Die Strafkammer ging davon aus, dass das Drama begann, als ein unbekannter Kerbbesucher den Freund von Marcel S. als „Nazi“ beschimpfte. Der Freund dachte, dass jemand aus der Gruppe von Dominik May ihn so genannt hatte. Die beiden stritten daraufhin ein wenig. Für die Gruppe rund um Dominik war die Sache damit erledigt, für den Freund von Marcel S. jedoch nicht. Etwa eine Stunde später beschimpfte er den anderen Mann noch einmal - „Du Hurensohn“ schrie er in die Nacht und nannte seinen Kontrahenten auch beim Namen. Das wollte dieser wiederum nicht auf sich sitzen lassen. Er war schon auf dem Heimweg und hatte diese Worte nur zufällig gehört. Er und seine Gruppe drehten um. Marcel S. und Dominik May gehörten zwar zu den jeweiligen Gruppen, hatten aber nichts mit der Sache zu tun. Während des Streits zwischen den beiden Männern zog Marcel S. jedoch ein Messer aus der Tasche und versteckte es hinter dem Rücken. Das sahen die Männer aus der anderen Gruppe. Was er denn dort habe, wurde er gefragt. „Nichts“, lautete die Antwort. Dann schlug Marcel S. zunächst einem der Männer mit der Faust ins Gesicht, dann rammte er das Messer in das Herz von Dominik May. Dieser konnte sich noch für einige Zeit auf den Beinen halten, bevor er zusammenbrach und bewusstlos wurde. Seine Freunde schafften es, ihn mit Mund-zu-Mund-Beatmung zu reanimieren. In Bad Homburg wurde er operiert, er starb jedoch etwa zwei Stunden nach dem Messerstich. Dominik May wurde 20 Jahre alt.

Der Mörder rannte weg und warf voller Ekel das Messer in einen Vorgarten. Er flüchtete zu einer Freundin, dann holte sein nichtsahnender Vater ihn ab. Am nächsten Morgen wurde er von der Polizei zu Hause geweckt und gestand alles. Seitdem sitzt er in Untersuchungshaft.
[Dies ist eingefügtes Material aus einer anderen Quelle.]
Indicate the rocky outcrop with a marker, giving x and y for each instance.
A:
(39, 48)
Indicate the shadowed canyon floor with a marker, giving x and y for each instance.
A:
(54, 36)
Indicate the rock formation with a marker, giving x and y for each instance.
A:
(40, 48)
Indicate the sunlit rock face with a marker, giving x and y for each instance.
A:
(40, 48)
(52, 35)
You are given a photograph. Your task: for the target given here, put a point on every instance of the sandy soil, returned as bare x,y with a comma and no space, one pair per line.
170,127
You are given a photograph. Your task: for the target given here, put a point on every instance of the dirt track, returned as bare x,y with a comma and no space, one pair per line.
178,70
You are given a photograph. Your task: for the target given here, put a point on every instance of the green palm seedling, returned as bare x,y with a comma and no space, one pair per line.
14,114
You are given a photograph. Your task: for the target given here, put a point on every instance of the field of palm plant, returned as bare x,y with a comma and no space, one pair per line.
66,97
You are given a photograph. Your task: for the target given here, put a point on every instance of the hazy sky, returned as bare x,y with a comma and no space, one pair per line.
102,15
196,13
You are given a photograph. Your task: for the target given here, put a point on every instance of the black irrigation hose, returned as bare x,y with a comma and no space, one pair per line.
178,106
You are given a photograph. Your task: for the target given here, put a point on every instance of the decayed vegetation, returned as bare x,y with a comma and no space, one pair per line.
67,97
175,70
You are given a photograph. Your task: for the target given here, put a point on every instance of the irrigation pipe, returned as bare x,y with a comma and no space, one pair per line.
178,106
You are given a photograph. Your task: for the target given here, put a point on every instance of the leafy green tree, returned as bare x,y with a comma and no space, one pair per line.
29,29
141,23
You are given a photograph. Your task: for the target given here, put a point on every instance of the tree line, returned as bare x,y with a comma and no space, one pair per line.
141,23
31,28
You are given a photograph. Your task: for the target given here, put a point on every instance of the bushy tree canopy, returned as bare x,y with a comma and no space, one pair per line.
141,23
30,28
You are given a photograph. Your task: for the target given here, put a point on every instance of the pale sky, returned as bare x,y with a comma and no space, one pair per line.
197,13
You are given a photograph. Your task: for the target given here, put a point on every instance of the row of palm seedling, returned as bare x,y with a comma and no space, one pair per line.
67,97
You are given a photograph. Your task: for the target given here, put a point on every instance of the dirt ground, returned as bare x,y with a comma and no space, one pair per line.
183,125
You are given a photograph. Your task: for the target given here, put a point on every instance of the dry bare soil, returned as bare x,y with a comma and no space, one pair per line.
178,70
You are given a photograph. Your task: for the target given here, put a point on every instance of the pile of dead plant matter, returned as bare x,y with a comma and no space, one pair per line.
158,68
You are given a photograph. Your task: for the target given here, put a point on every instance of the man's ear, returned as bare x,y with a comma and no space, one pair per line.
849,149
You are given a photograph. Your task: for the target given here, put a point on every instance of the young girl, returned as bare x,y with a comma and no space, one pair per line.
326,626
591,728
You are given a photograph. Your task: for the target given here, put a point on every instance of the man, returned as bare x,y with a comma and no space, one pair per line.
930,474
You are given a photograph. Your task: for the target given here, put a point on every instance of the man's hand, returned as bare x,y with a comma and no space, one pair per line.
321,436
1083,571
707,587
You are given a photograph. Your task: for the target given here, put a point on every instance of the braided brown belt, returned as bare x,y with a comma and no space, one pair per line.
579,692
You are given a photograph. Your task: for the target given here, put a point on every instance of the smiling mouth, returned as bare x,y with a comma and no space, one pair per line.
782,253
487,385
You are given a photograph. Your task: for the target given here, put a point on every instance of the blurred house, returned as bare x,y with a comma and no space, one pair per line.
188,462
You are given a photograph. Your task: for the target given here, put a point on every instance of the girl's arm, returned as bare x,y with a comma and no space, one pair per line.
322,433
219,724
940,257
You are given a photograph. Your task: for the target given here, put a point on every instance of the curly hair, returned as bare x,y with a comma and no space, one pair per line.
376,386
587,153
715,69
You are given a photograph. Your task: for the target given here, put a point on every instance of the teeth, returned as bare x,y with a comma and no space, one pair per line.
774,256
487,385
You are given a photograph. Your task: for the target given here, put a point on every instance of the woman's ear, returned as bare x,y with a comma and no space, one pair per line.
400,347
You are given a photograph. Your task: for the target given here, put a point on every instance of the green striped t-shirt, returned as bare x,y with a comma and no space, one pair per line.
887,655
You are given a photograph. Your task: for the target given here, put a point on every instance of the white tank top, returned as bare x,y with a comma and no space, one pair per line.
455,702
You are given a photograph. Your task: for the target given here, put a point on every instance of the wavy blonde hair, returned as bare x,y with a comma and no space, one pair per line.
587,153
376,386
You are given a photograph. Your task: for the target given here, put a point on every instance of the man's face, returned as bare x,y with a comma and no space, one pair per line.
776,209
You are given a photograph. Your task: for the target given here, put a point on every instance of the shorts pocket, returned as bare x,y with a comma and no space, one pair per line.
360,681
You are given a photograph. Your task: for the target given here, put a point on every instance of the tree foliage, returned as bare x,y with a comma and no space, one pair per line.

Marcel S. ist alles andere als gewalterfahren. Er ist im Gegenteil sehr harmoniebedürftig und bezeichnet sich selbst als „Weichei“. Freunde und Familie sind ihm sehr wichtig. Wenige Wochen vor dem Mord auf der Kerb war er in Neu-Anspach von Jugendlichen zusammengeschlagen worden - das war seine erste Erfahrung mit Gewalt. Sein Freund stand ihm damals bei. Vermutlich wollte er mit dem Faustschlag und dem Messerstich auf der Kerb diesem Freund beistehen. Dieser hatte später bei der Polizei gesagt, er wisse um seine eigene moralische Schuld an dem Mord.